Tarn Les gendarmes expulsent des opposants à un barrage

Afp

Albi, 16 mai 2014 (AFP) - Une centaine de gendarmes mobiles ont entrepris vendredi matin d'expulser un groupe de manifestants qui occupent depuis des mois le site d'un projet de barrage dans le Tarn, a-t-on appris auprès de la préfecture et des militants.

Les occupants, une trentaine de personnes du collectif "Tant qu'il y aura des bouilles", ont opposé une résistance symbolique à l'opération déclenchée peu après 8h, a déclaré à l'Afp Ben Lefetey, porte-parole du collectif "pour la sauvegarde de la zone humide du Testet". A la différence du premier cité, ce collectif privilégie le terrain juridique pour combattre le projet de barrage de Sivens.

L'opération « est rendue inévitable puisque les opposants, au mépris des décisions de justice, ont décidé de se maintenir illégalement sur le site », dit la préfecture dans un communiqué.
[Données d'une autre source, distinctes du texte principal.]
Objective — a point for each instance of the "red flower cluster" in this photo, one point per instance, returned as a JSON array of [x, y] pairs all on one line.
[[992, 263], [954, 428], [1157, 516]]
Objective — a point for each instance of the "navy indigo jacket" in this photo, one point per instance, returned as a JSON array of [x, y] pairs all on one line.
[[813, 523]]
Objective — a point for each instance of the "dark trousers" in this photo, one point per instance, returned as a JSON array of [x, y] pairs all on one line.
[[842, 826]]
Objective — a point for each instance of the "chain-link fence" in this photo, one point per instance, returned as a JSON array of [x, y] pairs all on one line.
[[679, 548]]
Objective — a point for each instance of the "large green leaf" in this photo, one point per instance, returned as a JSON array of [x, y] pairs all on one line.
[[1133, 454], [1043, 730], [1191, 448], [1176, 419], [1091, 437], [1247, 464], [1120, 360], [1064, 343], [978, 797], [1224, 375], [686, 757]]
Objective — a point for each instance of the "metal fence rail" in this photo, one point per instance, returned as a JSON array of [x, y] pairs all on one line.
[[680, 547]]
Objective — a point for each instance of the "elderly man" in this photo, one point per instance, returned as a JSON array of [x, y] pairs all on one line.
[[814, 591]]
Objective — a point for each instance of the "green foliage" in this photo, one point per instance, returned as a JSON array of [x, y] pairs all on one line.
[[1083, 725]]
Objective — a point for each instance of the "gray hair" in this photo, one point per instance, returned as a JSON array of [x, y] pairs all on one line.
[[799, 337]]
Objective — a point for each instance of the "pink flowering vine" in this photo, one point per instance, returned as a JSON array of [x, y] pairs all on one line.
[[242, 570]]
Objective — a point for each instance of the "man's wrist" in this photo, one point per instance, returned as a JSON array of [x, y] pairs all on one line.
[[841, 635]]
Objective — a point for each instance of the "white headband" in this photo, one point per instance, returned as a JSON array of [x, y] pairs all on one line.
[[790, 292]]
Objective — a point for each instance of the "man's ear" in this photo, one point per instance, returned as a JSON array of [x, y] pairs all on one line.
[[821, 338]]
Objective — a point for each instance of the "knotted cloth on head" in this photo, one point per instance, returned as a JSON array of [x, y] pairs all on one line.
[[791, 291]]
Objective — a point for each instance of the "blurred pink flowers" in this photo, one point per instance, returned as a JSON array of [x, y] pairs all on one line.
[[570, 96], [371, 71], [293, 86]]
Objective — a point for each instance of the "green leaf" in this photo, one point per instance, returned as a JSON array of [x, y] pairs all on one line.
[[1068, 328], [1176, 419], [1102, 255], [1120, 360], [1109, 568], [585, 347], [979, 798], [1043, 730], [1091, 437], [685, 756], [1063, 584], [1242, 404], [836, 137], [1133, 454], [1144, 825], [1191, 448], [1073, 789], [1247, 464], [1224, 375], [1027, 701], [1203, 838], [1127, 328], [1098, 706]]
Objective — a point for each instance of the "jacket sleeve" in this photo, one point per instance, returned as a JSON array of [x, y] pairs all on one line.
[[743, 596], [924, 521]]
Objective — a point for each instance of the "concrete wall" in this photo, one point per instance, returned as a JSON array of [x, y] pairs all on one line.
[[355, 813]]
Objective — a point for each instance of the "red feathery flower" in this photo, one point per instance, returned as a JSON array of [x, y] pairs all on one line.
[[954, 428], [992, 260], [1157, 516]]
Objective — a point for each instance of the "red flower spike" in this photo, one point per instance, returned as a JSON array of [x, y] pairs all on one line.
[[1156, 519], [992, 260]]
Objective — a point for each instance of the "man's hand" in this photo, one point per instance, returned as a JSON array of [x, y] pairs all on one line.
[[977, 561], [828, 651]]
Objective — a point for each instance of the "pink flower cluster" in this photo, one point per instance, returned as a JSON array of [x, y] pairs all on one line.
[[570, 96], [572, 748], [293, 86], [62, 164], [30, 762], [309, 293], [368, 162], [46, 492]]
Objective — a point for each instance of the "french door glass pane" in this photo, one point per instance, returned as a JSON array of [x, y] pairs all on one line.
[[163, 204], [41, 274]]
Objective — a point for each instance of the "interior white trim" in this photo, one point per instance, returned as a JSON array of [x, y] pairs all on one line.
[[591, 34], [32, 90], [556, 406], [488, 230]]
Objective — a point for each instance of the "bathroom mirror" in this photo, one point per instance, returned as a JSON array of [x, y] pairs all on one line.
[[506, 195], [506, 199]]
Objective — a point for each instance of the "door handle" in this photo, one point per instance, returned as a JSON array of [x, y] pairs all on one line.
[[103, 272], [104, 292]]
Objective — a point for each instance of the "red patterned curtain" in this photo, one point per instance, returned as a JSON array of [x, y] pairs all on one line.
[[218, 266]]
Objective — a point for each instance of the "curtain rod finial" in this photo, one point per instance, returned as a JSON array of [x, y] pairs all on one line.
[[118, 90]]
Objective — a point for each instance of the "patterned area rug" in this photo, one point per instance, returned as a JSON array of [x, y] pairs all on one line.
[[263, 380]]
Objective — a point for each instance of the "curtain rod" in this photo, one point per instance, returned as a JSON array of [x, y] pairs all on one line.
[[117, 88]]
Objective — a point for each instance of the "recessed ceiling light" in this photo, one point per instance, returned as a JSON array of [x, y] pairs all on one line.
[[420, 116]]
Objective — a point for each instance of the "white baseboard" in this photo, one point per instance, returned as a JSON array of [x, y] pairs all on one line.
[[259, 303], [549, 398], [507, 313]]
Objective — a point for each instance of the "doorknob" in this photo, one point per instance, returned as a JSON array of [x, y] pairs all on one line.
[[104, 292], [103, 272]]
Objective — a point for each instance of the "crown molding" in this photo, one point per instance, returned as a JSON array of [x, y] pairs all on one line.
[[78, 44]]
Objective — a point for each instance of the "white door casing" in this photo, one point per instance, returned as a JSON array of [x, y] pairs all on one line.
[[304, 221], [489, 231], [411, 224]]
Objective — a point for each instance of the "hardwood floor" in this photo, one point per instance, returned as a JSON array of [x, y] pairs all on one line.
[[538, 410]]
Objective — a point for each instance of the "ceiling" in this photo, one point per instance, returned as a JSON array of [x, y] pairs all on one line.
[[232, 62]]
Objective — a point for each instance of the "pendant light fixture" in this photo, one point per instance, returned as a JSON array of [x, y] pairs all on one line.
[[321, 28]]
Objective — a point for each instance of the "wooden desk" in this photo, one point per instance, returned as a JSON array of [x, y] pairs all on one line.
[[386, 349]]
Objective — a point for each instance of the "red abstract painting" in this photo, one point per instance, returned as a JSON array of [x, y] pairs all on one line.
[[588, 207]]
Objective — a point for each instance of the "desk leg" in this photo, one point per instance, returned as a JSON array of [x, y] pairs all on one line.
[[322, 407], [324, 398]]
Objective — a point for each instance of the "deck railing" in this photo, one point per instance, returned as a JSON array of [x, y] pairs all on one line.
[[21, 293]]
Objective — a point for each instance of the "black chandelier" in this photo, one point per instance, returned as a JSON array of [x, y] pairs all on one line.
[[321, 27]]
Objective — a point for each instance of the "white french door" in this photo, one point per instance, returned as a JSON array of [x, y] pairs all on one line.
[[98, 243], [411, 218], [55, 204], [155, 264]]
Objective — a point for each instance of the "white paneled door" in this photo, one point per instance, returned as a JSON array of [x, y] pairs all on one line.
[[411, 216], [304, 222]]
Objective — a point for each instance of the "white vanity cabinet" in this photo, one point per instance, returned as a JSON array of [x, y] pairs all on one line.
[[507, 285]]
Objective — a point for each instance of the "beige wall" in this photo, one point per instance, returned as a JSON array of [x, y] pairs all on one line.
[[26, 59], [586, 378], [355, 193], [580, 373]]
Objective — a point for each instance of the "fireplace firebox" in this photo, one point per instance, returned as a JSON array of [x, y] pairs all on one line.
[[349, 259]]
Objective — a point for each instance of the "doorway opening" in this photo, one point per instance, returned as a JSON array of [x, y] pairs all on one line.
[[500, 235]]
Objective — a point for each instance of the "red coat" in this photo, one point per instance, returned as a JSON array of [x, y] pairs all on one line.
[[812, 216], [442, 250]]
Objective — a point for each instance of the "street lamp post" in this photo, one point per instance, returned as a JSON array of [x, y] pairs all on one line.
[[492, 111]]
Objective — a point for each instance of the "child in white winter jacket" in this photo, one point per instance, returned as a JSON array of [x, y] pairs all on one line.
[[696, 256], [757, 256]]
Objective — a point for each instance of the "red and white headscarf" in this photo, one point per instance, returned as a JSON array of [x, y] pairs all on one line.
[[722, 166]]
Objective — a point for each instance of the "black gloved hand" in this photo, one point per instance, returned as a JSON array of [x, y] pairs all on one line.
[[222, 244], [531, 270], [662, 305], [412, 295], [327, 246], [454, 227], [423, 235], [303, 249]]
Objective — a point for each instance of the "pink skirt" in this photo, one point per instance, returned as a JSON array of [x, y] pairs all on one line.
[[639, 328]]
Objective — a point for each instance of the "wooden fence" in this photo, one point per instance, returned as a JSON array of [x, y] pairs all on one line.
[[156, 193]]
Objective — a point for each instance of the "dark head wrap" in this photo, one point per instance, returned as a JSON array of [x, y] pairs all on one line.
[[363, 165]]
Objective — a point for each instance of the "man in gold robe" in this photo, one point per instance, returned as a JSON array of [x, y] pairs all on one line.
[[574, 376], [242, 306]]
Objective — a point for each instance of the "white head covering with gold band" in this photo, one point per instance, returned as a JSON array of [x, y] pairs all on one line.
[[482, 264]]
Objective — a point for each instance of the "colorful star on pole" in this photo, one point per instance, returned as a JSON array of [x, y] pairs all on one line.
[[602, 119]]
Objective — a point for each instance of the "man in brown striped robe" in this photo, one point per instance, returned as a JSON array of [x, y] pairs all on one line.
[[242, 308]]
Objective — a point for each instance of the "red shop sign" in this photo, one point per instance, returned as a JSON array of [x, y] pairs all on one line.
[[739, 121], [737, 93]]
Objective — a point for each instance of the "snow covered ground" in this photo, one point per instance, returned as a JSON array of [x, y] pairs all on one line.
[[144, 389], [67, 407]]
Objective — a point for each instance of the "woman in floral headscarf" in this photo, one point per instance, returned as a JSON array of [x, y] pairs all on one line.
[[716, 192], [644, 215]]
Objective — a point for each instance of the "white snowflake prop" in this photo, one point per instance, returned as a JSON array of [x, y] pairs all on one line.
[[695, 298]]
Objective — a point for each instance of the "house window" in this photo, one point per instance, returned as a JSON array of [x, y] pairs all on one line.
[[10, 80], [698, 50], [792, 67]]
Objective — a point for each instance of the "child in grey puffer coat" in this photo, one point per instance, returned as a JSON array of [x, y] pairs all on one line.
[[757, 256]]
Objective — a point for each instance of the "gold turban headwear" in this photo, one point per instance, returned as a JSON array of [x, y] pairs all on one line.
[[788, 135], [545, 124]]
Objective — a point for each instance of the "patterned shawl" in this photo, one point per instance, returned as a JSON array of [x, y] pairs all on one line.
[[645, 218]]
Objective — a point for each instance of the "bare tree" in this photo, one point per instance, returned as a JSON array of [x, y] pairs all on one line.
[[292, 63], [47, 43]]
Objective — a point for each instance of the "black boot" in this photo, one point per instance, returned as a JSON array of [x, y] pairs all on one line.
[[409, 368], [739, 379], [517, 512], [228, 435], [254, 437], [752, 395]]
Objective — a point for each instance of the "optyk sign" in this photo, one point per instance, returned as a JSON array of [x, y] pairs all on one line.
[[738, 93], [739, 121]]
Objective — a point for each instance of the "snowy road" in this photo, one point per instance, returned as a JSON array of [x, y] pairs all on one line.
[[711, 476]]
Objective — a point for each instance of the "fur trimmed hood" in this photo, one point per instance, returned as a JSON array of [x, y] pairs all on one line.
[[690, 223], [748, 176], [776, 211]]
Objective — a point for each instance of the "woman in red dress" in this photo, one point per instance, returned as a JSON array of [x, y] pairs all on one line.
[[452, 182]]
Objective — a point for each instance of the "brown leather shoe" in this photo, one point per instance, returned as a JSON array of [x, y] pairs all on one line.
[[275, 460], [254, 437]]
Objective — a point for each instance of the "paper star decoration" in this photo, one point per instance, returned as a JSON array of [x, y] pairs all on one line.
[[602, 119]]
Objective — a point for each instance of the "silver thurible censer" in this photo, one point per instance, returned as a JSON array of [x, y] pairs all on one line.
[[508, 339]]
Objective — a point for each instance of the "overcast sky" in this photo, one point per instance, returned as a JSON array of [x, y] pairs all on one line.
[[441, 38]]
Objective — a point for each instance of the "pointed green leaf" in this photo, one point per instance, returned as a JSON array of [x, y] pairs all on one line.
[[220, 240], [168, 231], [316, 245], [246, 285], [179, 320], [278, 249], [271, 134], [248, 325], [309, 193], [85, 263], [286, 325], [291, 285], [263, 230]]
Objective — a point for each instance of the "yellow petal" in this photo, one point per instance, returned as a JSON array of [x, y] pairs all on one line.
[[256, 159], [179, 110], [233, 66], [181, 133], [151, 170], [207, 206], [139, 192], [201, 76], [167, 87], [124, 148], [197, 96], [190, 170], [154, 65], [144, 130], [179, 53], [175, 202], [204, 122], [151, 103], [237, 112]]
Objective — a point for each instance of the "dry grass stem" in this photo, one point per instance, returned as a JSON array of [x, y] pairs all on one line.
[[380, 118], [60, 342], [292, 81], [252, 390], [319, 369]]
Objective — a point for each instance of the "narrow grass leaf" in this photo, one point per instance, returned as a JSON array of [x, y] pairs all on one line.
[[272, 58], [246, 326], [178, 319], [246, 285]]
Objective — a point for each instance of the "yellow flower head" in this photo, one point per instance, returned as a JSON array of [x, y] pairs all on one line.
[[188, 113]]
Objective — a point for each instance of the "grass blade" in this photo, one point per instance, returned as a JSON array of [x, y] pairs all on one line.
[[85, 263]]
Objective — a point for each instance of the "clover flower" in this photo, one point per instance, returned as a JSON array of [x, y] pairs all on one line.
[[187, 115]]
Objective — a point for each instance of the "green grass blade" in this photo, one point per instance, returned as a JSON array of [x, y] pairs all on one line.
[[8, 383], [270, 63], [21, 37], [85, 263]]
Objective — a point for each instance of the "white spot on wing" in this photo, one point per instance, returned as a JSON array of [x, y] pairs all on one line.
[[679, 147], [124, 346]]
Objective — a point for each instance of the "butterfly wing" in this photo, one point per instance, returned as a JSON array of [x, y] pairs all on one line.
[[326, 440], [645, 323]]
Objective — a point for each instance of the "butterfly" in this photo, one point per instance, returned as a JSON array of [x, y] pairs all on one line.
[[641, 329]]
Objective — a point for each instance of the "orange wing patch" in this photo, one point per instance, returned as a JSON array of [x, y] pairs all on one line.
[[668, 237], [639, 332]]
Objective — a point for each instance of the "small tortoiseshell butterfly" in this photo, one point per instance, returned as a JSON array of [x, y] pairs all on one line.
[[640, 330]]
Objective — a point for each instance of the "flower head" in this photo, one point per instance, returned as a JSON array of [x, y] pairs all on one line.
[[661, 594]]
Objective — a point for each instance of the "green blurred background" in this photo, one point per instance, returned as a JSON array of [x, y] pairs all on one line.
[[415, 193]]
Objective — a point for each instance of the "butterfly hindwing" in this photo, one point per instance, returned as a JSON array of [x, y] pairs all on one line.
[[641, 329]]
Elle vise « à permettre la réalisation de ce projet environnemental exemplaire ».

Le projet de barrage près de Lisle-sur-Tarn donne lieu depuis des mois à une mobilisation faisant écho, en proportions plus réduites, à celle contre l'aéroport de Notre-Dame-des-Landes (Loire-Atlantique). La construction du barrage destiné à alimenter en eau les fermes situées à proximité ferait disparaître un réservoir de biodiversité de treize hectares.

Un des occupants interrogé par téléphone, Sylvain X., a déploré « qu'on dilapide l'argent public dans une opération complètement démesurée pour expulser une poignée de jeunes écologistes qui veulent protéger la planète ». Il a annoncé que les occupants comptaient rester sur une parcelle de terrain où ils ont garé la semaine passée deux caravanes et des voitures. Celle-ci n'est pas visée par l'arrêté d'expulsion. L'expulsion a été autorisée par la justice le 14 avril à la demande de la préfecture.

Les manifestants reproduisent à leur échelle les techniques de harcèlement employées sur la « zone à défendre » de Notre-Dame-des-Landes.

Les partisans du barrage, parmi lesquels la FDSEA, le défendent comme une nécessité pour sécuriser l'approvisionnement en eau des agriculteurs. Ses adversaires s'émeuvent de la disparition d'une zone humide qui abrite 94 espèces protégées, parmi lesquelles des lamproies du Planer, un vertébré primitif en forme d'anguille.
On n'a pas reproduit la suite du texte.